I frequently meet with customers that are using their employees to do manual infrastructure tasks. While I am all about meeting business requirements, running the cloud like a datacenter and avoiding the true benefits of using it in order to have workers perform routine tasks manually is a waste of time and effort. It’s the opposite of cost optimization. It values neither time nor money. A worker doing a task that can be automated effectively is spending money in the form of that person’s salary. Why spend that money on doing something routine when it can be spent improving systems?
Operationalizing the public cloud in support of broader business goals should always be the end goal of this principle.
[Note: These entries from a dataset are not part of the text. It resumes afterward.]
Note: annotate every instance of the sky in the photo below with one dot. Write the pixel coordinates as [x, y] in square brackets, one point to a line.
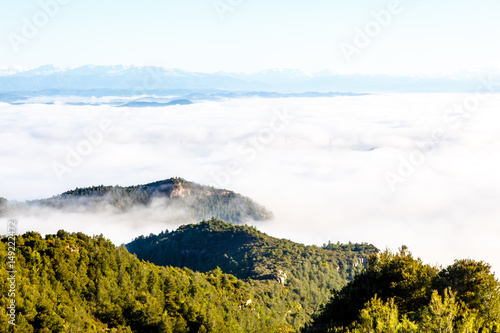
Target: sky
[348, 168]
[406, 37]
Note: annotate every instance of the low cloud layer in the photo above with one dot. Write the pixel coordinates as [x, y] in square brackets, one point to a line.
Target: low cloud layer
[413, 169]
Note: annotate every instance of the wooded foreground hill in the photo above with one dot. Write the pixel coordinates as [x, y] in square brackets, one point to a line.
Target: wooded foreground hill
[71, 282]
[76, 283]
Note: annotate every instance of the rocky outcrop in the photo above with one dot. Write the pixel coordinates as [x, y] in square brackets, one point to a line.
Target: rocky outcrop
[281, 277]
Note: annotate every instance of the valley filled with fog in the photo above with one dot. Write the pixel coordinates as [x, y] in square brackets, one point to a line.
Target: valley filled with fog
[387, 169]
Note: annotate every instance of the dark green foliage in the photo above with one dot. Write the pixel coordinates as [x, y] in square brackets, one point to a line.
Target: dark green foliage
[70, 282]
[312, 272]
[196, 201]
[398, 293]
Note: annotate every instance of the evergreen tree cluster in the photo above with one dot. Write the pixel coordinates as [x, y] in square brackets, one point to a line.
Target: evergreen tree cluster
[243, 251]
[397, 293]
[70, 282]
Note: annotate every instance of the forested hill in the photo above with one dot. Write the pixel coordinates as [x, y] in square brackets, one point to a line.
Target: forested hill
[193, 201]
[76, 283]
[309, 273]
[247, 253]
[398, 293]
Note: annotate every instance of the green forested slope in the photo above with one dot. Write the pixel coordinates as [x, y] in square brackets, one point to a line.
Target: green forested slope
[398, 293]
[75, 283]
[193, 201]
[311, 272]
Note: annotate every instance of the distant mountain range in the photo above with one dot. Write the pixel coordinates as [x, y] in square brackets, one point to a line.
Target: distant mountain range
[194, 201]
[149, 80]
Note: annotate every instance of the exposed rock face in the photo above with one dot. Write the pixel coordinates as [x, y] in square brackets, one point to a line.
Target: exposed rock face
[281, 277]
[179, 191]
[359, 261]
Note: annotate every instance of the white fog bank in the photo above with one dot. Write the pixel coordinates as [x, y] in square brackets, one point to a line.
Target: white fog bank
[413, 169]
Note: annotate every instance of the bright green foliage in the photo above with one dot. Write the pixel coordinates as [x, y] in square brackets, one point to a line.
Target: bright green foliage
[75, 283]
[404, 295]
[378, 317]
[441, 313]
[312, 272]
[196, 201]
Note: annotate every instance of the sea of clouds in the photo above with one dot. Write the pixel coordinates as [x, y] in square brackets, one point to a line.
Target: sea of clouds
[387, 169]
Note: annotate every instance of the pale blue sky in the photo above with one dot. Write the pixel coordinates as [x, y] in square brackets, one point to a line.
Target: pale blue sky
[426, 38]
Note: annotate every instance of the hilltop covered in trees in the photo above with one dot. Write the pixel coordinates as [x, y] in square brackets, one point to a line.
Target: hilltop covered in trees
[193, 201]
[310, 272]
[398, 293]
[71, 282]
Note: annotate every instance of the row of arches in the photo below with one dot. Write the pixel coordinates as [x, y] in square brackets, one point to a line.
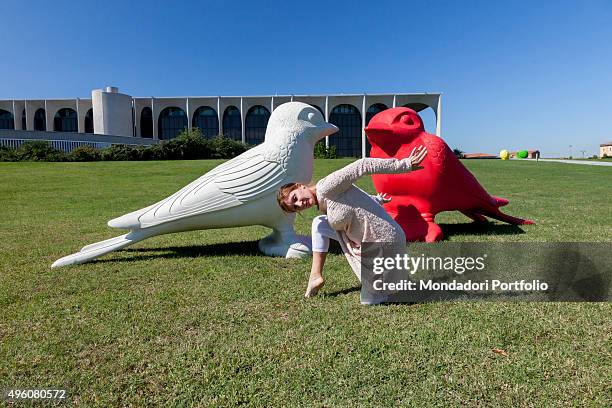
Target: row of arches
[64, 120]
[173, 120]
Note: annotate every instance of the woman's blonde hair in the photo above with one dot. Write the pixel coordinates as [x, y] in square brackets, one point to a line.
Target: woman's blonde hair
[283, 193]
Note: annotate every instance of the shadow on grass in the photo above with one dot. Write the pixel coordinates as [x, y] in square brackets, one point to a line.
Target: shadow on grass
[480, 228]
[190, 251]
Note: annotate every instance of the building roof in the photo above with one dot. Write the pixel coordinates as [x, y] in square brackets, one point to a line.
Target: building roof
[479, 156]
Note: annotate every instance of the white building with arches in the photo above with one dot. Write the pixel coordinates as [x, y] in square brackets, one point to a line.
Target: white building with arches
[243, 118]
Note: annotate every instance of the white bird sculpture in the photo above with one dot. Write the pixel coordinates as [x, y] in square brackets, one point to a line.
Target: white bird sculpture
[239, 192]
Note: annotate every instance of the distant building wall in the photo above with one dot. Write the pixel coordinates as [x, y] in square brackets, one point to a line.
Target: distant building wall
[605, 150]
[67, 141]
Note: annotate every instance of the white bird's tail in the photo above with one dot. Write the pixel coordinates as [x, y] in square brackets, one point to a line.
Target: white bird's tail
[92, 251]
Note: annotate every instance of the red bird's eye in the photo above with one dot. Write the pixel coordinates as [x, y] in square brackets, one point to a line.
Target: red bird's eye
[407, 120]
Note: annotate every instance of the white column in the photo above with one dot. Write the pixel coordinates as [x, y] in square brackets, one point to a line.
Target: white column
[363, 138]
[49, 123]
[188, 115]
[25, 106]
[327, 119]
[154, 118]
[15, 122]
[219, 115]
[242, 121]
[439, 117]
[80, 126]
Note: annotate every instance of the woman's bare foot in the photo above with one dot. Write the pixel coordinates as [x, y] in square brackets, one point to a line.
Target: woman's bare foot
[314, 284]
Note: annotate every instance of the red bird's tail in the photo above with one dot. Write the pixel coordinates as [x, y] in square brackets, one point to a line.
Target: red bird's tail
[499, 202]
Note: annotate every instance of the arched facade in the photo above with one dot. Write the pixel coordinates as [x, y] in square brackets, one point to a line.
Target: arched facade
[66, 120]
[172, 121]
[146, 122]
[348, 138]
[40, 120]
[206, 119]
[427, 114]
[255, 125]
[232, 123]
[370, 113]
[236, 116]
[6, 120]
[89, 121]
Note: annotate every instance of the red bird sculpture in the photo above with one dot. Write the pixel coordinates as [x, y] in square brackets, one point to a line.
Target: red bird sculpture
[444, 184]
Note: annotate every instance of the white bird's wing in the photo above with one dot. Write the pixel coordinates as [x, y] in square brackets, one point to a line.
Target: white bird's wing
[230, 184]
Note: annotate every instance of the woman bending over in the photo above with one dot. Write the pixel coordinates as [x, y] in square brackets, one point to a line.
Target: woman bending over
[352, 216]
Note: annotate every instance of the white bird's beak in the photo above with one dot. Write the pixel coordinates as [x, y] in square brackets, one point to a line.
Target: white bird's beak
[329, 129]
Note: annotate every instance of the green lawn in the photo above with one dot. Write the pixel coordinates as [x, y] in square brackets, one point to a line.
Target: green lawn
[201, 319]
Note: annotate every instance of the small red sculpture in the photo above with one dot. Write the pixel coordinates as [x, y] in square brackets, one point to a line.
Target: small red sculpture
[444, 184]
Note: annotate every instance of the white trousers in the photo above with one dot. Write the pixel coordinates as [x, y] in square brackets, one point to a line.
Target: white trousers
[321, 234]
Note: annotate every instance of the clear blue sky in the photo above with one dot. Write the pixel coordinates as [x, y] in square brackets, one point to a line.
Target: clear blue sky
[533, 74]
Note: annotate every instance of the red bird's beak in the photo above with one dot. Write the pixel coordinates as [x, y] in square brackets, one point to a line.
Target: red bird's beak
[378, 128]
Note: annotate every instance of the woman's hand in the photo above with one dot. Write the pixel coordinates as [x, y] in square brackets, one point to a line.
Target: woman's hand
[416, 157]
[382, 198]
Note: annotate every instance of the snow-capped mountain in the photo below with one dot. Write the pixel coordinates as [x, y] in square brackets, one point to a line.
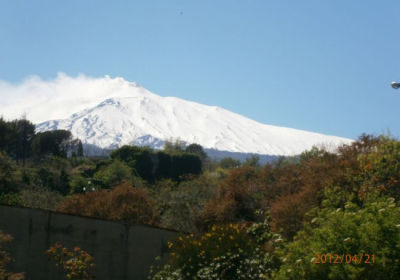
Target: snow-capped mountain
[139, 117]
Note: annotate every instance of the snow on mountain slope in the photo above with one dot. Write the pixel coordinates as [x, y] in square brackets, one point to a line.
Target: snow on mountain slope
[143, 118]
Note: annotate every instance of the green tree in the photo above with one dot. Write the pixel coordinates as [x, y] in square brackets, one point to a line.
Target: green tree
[80, 149]
[137, 158]
[5, 259]
[114, 174]
[350, 232]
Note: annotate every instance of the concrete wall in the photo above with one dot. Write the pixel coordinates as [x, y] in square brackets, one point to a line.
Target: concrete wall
[120, 251]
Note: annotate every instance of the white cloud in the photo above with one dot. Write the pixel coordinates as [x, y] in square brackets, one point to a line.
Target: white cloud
[42, 100]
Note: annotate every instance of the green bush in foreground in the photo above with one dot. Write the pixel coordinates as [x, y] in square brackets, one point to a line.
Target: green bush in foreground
[373, 229]
[225, 252]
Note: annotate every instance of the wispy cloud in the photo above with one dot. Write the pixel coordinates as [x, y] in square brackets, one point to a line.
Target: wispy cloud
[42, 100]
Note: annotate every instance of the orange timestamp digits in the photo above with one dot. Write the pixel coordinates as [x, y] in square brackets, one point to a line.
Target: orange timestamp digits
[344, 258]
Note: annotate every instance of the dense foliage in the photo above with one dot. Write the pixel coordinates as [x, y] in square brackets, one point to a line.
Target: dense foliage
[324, 201]
[5, 259]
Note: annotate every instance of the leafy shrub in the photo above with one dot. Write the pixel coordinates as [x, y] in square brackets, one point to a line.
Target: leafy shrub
[225, 252]
[76, 263]
[123, 203]
[373, 229]
[40, 197]
[5, 259]
[114, 173]
[181, 205]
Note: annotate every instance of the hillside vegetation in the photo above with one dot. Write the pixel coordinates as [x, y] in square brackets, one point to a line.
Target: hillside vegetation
[320, 215]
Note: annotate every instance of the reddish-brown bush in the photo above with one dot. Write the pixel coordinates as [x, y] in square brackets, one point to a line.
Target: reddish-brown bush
[123, 203]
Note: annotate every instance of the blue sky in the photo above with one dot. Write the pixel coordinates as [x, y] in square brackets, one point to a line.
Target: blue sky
[322, 66]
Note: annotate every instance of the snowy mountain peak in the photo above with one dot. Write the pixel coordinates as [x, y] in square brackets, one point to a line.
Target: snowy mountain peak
[140, 117]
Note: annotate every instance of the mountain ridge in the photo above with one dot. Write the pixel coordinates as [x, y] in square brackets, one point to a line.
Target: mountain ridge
[144, 118]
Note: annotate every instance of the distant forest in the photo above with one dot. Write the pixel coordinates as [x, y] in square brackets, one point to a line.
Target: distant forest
[320, 215]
5. Analyze and attribute expenditure
“The cloud makes it easier to accurately identify the cost and usage of workloads, which then allows transparent attribution of IT costs to revenue streams and individual workload owners. This helps measure return on investment (ROI) and gives workload owners an opportunity to optimize their resources and reduce costs.”
Principle 5 is perhaps the most underdone of them all.
Everyone talks about chargeback, next to no one measures ROI or attributes to revenue streams. I see this so infrequently it’s borderline fiction to see it in writing.
It’s a simple question: What is the impact of this application on revenue?
Werner Vogels, the CTO of Amazon, hits it right on the head in the second law of his Frugal Architecture:
“When designing and building systems, we must consider the revenue sources and profit levers. It’s important to find the dimension you’re going to make money over, then make sure the architecture follows the money.” - Werner
Follow the money. Build with revenue generation in mind. Even if the end goal isn’t profit (I see you PubSec customers), knowing the impact that an application has in your business/organization and being able to quantifiably understand the impact of it is a massive boon to cost optimization understanding and planning. When that number is clearly defined, it makes it painfully obvious where cost should and shouldn’t accrue.
This has to be driven by leadership from the top and across multiple teams and should not be delegated to cloud engineers to determine. It could start with a simple asset inventory or doing a business impact assessment. It doesn’t need to be complicated, but it should be well-understood and more importantly, quantified.
The engineers are often removed from the money, even if they’re greatly influenced by it. Everyone understands budgets and cost centers. Just hearing it makes most people shudder. But if engineers truly understood the revenue generation they bring to companies through the building and maintenance of applications, wouldn’t decisions made regarding those applications be much clearer, especially in the realm of cost optimization? I think so.
Conclusion
I hope this was a useful review of the 5 principles! Sometimes it’s good to get back to basics and look at them from a new perspective. I remember the first time I read these they didn’t sink in like they do now. I imagine in a few years’ time they’ll look even more different to me and I’ll probably disagree with myself on some aspect of this.
Aspirationally I hope it did the same for you and that you’ll reconsider how you look at them too. Becoming cost-conscious is all about continuous improvement and accountability, and that starts with our own understandings.